A shifting asset mix

We’re not done yet. The Vanguard, iShares and BMO asset allocation ETFs have specific long-term targets for stocks and bonds and clear rules for how often they will rebalance back to those targets. If you buy VBAL, for example, you can be confident the ETF will always stay very close to its target of 60% stocks and 40% bonds.

Not so with the One-Click ETF Portfolios. TD’s literature specifically says the asset weightings “may change due to market movements and portfolio manager discretion,” and that the fund “may also hold a significant portion of its assets in cash-equivalent instruments when the portfolio adviser believes it is prudent to do so.”

You can already see these portfolios deviating from their targets. TOCM, which has the same 60/40 benchmark allocation as VBAL, currently has less than 32% in bonds. Similarly, TOCC has a benchmark of 70% bonds, but its current allocation is just over 60%. And TOCA, with a benchmark of 10% bonds, has only half that much.

This strategy (called tactical asset allocation) is common in active funds, but it has a similar track record to other forms of active management: it has intuitive appeal, works some of the time, but usually fails to deliver better risk-adjusted returns than a boring old index portfolio that rebalances automatically whenever an asset class deviates by more than a few percentage points.

The bottom line

Let’s take a step back and remember why the Vanguard, iShares and BMO asset allocation ETFs are such excellent products. Yes, they’re well diversified, cheap and convenient. But their other key benefit is that they’re built entirely from index funds.

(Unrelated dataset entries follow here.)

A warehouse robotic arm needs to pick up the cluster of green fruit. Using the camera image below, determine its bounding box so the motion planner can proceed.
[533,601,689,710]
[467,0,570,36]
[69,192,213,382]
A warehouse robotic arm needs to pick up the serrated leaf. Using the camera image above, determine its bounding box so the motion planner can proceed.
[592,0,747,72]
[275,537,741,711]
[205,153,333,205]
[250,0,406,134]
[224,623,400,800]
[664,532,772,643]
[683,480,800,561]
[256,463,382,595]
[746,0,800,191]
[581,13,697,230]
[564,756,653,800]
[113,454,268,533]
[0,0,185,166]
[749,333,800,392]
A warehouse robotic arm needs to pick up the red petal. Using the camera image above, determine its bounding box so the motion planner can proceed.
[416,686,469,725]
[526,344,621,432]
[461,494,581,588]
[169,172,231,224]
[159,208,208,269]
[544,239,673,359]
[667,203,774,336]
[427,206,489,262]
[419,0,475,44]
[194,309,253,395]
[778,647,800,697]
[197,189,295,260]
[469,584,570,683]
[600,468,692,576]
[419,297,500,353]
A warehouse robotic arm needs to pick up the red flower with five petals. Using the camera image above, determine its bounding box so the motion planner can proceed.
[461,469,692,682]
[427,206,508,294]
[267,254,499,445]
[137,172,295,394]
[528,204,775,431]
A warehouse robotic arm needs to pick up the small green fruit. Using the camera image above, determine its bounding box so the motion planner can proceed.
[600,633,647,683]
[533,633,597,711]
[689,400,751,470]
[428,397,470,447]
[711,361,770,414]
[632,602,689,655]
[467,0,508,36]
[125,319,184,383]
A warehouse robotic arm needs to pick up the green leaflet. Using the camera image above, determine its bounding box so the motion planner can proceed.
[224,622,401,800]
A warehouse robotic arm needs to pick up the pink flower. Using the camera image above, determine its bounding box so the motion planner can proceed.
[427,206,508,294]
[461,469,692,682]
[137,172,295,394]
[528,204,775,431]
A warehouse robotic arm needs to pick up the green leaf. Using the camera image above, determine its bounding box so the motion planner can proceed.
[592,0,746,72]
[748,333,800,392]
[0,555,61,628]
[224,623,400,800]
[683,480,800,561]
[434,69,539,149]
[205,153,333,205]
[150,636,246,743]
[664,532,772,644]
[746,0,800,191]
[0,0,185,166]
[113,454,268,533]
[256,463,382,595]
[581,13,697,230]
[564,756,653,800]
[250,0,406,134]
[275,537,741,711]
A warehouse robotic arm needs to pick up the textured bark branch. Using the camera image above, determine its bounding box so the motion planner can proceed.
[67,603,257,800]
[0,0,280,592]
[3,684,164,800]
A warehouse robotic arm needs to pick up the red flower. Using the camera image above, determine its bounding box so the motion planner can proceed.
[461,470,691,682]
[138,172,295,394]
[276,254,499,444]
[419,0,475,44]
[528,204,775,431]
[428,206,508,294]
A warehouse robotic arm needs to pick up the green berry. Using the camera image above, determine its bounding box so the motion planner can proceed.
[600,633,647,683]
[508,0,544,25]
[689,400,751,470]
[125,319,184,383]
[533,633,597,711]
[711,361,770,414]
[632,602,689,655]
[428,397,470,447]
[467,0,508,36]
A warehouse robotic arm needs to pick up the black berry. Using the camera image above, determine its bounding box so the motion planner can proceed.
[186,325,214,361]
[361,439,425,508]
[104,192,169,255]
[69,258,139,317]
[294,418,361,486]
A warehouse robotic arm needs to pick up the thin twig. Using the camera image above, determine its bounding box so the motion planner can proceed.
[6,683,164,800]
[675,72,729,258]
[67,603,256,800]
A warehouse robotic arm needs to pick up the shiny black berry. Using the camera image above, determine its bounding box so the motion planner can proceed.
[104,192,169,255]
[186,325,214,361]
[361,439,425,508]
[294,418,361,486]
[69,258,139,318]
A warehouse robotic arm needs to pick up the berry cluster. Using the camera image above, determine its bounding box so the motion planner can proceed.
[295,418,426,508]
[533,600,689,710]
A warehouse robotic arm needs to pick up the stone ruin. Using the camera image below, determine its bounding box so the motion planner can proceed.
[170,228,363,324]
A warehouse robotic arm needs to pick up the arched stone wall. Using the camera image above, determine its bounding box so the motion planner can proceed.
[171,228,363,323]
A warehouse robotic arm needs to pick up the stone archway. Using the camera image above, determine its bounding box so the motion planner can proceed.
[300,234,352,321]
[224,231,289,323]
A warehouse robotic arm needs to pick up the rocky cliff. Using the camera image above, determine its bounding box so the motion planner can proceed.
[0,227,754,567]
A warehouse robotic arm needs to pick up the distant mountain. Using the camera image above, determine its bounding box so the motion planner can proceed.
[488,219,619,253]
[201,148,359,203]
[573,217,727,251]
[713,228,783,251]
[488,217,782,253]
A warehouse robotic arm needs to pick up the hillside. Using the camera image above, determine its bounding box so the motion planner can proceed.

The TD One-Click ETF Portfolios, by contrast, employ two layers of active management, with non-indexed holdings and tactical asset allocation. They may well deliver outperformance over some periods, and if you believe in a so-called core-and-satellite strategy that combines passive and active components, then these TD ETFs are a low-cost and well diversified way to achieve that.

However, if you’re looking for plain-vanilla index funds— which are all I have ever included in my model portfolios—then the One-Click ETF Portfolios from TD simply don’t fit that description.